Dengke K Ma¹^,2 , Karthikeyan Ponnusamy³ , Mi-Ryoung Song²^,5 , Guo-li Ming¹^,2^,4 and Hongjun Song¹^,2^,4

¹Institute for Cell Engineering, Johns Hopkins University School of Medicine, Baltimore, Maryland 21205, USA

²Solomon H. Snyder Department of Neuroscience, Johns Hopkins University School of Medicine, Baltimore, Maryland 21205, USA

³Department of Biomedical Engineering, Johns Hopkins University School of Medicine, Baltimore, Maryland 21205, USA

⁴Department of Neurology, Johns Hopkins University School of Medicine, Baltimore, Maryland 21205, USA

⁵Bioimaging Research Center and Cell Dynamics Research Center, Gwangju Institute of Science and Technology, Gwangju 500-712, Republic of Korea

author email corresponding author email

Molecular Brain 2009, 2:16doi:10.1186/1756-6606-2-16


Published:	8 June 2009

Abstract

Background

Neural stem cells (NSCs) are present in the adult mammalian brain and sustain life-long adult neurogenesis in the dentate gyrus of the hippocampus. In culture, fibroblast growth factor-2 (FGF-2) is sufficient to maintain the self-renewal of adult NSCs derived from the adult rat hippocampus. The underlying signalling mechanism is not fully understood.

Results

In the established adult rat NSC culture, FGF-2 promotes self-renewal by increasing proliferation and inhibiting spontaneous differentiation of adult NSCs, accompanied with activation of MAPK and PLC pathways.
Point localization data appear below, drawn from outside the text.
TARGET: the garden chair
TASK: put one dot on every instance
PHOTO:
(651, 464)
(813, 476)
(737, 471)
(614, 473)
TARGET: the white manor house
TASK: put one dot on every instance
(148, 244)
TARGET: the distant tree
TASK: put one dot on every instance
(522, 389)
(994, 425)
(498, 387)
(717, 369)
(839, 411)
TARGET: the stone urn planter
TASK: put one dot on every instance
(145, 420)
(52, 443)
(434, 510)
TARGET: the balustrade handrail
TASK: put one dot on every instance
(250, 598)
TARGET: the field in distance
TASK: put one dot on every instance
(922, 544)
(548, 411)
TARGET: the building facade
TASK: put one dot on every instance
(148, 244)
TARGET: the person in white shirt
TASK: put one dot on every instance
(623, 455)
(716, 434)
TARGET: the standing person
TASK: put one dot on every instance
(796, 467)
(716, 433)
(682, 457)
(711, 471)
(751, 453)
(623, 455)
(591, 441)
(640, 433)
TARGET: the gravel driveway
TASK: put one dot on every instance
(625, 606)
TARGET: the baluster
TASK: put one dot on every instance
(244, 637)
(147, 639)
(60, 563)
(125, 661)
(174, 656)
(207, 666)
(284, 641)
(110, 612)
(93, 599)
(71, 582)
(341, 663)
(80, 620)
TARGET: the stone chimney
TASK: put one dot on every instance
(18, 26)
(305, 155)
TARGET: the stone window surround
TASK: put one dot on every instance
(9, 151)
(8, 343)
Using a molecular genetic approach, we demonstrate that activation of FGF receptor 1 (FGFR1), largely through two key cytoplasmic amino acid residues that are linked to MAPK and PLC activation, suffices to promote adult NSC self-renewal. The canonical MAPK, Erk1/2 activation, is both required and sufficient for the NSC expansion and anti-differentiation effects of FGF-2. In contrast, PLC activation is integral to the maintenance of adult NSC characteristics, including the full capacity for neuronal and oligodendroglial differentiation.

Conclusion

These studies reveal two amino acid residues in FGFR1 with linked downstream intracellular signal transduction pathways that are essential for maintaining adult NSC self-renewal. The findings provide novel insights into the molecular mechanism regulating adult NSC self-renewal, and pose implications for using these cells in potential therapeutic applications.